In the right half of the store, there were signs of multiple floor failures that had been temporarily repaired. It looked like large freezers that were leaking could be causing issues. Fixed stanchions were located at each corner of the freezers.
Moisture tests undertaken using a digital hygrometer indicated that subfloor relative humidity levels were 92% in this area. In accordance with BS8203 Code of practice for installation of resilient floor coverings, floorcoverings shouldn’t be installed where a moisture test gives a relative humidity reading of more than 75% without a moisture management solution in place.
The left half of the store was created as an extension of the original building 20 years ago. The floors were separated by an expansion joint. A small section of flooring was removed in this half of the building to reveal adhesives were unaffected by moisture. Again, large freezers were situated in the area, with fixed stanchions at the corners.
Based on the available information, it couldn’t be determined for certain whether floor failure was being caused by excess subfloor moisture or water leaking from the freezers, or indeed if standing water was the cause of the high subfloor moisture reading. We therefore recommended a belt-and-braces approach to ensuring the installation would be capable of withstanding expected conditions for many years to come.

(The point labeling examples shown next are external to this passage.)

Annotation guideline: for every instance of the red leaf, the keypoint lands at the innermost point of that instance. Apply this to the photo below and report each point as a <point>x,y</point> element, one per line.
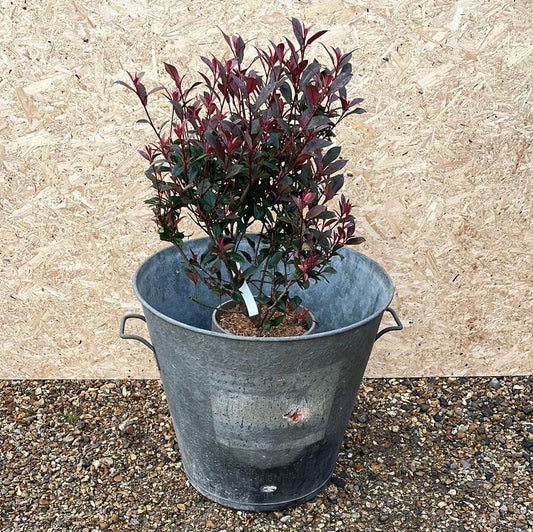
<point>315,211</point>
<point>311,91</point>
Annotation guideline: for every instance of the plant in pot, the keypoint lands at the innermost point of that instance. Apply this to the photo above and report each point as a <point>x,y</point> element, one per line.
<point>260,330</point>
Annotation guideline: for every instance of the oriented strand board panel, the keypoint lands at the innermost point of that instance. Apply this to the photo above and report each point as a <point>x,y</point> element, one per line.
<point>440,171</point>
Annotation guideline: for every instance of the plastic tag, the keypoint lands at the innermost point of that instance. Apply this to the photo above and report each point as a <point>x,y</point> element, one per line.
<point>249,300</point>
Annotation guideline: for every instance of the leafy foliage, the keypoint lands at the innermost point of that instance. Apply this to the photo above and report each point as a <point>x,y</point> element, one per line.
<point>251,144</point>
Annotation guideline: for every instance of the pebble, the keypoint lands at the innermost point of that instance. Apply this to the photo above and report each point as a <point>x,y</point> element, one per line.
<point>495,384</point>
<point>398,466</point>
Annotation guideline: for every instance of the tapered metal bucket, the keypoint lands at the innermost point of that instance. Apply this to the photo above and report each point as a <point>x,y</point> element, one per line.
<point>260,421</point>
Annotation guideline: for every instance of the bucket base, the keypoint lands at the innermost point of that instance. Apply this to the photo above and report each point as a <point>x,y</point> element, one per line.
<point>262,507</point>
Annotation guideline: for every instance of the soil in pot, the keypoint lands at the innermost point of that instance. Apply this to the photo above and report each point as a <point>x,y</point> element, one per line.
<point>239,324</point>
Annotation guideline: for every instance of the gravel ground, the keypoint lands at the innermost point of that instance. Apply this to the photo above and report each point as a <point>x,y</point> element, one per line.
<point>419,454</point>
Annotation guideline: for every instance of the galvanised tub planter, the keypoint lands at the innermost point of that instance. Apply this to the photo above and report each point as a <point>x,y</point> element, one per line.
<point>260,421</point>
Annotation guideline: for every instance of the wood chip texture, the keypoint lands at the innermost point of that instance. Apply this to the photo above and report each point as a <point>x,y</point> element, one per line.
<point>439,171</point>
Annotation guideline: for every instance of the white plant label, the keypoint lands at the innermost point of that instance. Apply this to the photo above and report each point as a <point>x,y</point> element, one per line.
<point>249,300</point>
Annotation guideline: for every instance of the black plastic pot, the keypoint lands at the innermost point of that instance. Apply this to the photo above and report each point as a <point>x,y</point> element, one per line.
<point>260,421</point>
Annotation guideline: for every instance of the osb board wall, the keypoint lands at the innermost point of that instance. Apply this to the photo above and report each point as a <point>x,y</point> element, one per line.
<point>440,171</point>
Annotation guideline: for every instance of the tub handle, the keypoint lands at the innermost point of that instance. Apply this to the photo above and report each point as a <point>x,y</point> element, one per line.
<point>134,336</point>
<point>397,327</point>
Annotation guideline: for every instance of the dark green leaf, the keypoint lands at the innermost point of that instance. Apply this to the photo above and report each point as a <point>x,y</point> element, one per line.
<point>274,259</point>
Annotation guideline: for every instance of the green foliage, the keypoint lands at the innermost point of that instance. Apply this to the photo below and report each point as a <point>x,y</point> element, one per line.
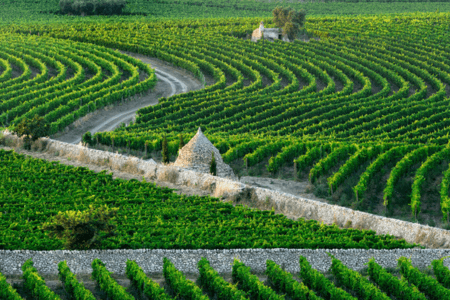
<point>213,166</point>
<point>139,279</point>
<point>290,20</point>
<point>32,129</point>
<point>181,145</point>
<point>251,284</point>
<point>171,221</point>
<point>181,287</point>
<point>391,285</point>
<point>426,284</point>
<point>283,282</point>
<point>81,229</point>
<point>213,283</point>
<point>165,151</point>
<point>71,285</point>
<point>92,7</point>
<point>87,138</point>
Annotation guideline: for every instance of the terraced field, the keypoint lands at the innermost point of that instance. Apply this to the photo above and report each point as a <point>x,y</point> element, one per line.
<point>353,99</point>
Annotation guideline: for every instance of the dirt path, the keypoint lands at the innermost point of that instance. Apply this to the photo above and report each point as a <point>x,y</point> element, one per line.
<point>171,80</point>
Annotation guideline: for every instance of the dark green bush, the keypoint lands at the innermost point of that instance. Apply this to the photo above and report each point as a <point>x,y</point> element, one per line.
<point>92,7</point>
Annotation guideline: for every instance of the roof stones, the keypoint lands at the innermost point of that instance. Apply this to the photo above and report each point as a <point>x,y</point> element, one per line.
<point>197,154</point>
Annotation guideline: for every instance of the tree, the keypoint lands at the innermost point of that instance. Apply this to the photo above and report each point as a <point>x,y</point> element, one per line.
<point>289,20</point>
<point>32,129</point>
<point>165,151</point>
<point>213,167</point>
<point>80,230</point>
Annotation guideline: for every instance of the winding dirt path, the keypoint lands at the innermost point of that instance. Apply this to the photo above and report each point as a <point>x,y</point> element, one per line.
<point>171,80</point>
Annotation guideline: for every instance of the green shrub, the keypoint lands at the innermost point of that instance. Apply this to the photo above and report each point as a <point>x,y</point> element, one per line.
<point>290,20</point>
<point>92,7</point>
<point>32,129</point>
<point>80,229</point>
<point>213,167</point>
<point>165,151</point>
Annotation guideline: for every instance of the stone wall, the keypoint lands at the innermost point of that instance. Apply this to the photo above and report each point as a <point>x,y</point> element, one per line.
<point>151,261</point>
<point>292,206</point>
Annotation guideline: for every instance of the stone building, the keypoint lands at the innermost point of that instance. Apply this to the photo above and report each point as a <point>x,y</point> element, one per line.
<point>270,34</point>
<point>196,155</point>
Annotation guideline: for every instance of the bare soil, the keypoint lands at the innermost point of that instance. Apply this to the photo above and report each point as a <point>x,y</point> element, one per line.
<point>171,80</point>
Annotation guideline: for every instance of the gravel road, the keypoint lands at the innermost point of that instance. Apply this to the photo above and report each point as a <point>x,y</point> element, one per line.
<point>171,80</point>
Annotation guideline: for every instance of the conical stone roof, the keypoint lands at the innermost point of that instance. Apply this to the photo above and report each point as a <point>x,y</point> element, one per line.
<point>196,155</point>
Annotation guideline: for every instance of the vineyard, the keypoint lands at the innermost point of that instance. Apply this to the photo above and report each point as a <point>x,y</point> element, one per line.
<point>343,283</point>
<point>358,106</point>
<point>354,100</point>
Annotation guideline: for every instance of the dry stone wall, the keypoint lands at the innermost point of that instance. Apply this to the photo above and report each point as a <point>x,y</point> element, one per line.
<point>151,261</point>
<point>292,206</point>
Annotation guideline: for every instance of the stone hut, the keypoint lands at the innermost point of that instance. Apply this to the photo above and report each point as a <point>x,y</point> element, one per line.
<point>196,155</point>
<point>270,34</point>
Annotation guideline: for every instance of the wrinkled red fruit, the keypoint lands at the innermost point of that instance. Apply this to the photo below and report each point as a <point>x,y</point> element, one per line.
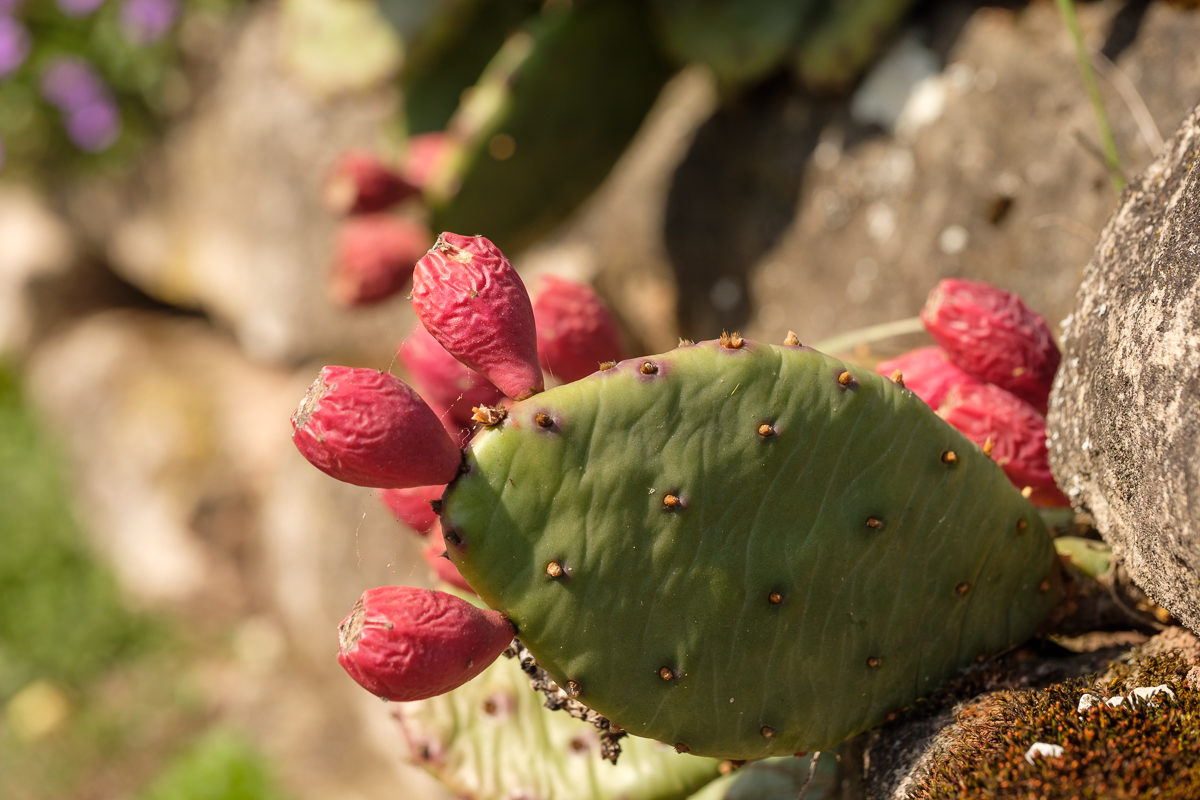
<point>474,304</point>
<point>370,428</point>
<point>994,336</point>
<point>445,382</point>
<point>435,555</point>
<point>402,643</point>
<point>413,506</point>
<point>1017,432</point>
<point>361,182</point>
<point>576,331</point>
<point>928,373</point>
<point>375,257</point>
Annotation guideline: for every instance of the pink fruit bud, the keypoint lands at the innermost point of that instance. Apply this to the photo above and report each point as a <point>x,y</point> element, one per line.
<point>375,257</point>
<point>402,643</point>
<point>367,427</point>
<point>928,373</point>
<point>445,382</point>
<point>474,304</point>
<point>576,331</point>
<point>993,335</point>
<point>1011,431</point>
<point>435,554</point>
<point>425,155</point>
<point>414,505</point>
<point>361,182</point>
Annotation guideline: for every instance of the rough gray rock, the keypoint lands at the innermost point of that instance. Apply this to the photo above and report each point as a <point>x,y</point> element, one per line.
<point>1125,422</point>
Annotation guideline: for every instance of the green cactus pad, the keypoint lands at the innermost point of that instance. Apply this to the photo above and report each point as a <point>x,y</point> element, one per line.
<point>492,738</point>
<point>547,120</point>
<point>749,551</point>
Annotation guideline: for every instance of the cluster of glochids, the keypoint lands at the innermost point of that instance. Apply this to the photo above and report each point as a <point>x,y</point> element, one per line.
<point>483,346</point>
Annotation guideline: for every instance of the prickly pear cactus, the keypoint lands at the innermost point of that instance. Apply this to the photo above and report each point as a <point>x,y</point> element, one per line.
<point>491,738</point>
<point>544,125</point>
<point>745,549</point>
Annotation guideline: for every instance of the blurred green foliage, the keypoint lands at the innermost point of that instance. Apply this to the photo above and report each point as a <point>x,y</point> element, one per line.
<point>61,618</point>
<point>94,698</point>
<point>220,765</point>
<point>145,82</point>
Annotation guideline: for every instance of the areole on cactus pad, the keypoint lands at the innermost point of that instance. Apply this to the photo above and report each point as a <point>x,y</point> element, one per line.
<point>745,549</point>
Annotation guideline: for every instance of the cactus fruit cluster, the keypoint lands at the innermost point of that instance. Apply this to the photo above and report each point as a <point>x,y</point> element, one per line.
<point>737,548</point>
<point>989,376</point>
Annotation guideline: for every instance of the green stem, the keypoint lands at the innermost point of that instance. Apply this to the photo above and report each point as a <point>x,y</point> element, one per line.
<point>1111,157</point>
<point>844,342</point>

First, it would be necessary to remove all existing floorcoverings, levelling compounds and adhesive residues from the subfloors, along with any other surface contaminants/treatments that may impair adhesion. This could be achieved by mechanical means, such as shot blasting, leaving a clean, static, micro-textured finish. Any dust and debris would also need to be vacuumed away.
A single coat of Stopgap F77 waterproof surface membrane could then be applied to the half of the floor where excess subfloor moisture was detected to create a barrier between the subfloor and the flooring installation. The product should be applied using a 1.5x5mm v-notched trowel, before rolling with a pre-coated roller to achieve a continuous pinhole-free finish.
Once the waterproof surface membrane had cured, it was recommended that the surface was primed using F Ball’s Stopgap P141 primer, which is specially designed to promote the application characteristics of levelling compounds when applied to non-absorbent surfaces, including waterproof surface membranes. The remaining area of the floor could be primed using F Ball’s Stopgap P131 general-purpose primer.
When the primers were dry, contractors were advised to apply a minimum 3mm thickness of Stopgap Green Bag levelling compound to create a perfectly smooth base for floorcoverings. Once cured, the fast-setting, low-odour, protein-free levelling compound has a high strength, making it suitable in areas subject to high foot traffic and heavy, wheeled loads, such as the pallet trucks.
Given the possibility of the flooring being affected by water from the freezers, we advised installing new floorcoverings using F Ball’s Styccobond F73 PLUS heavy-duty adhesive, providing it is listed as compatible with the chosen floorcoverings in the Recommended Adhesives Guide (RAG).
The solvent-free, moisture-curing adhesive delivers the high bond strength required to hold in place a wide range of textile and resilient floorcoverings, including rubber, vinyl, linoleum and synthetic grass, in areas that will be subject to heavy loads and high foot traffic, as well as surface water. Once cured, it’s resistant to water, oil and grease.
Where movement joints are located within the base, all preparation products and floorcoverings would need to be terminated either side of the joint and a proprietary movement joint capping strip installed. If the stanchions were to be re-installed then these would have to be sealed where fixed to the floor to prevent an ingress of water.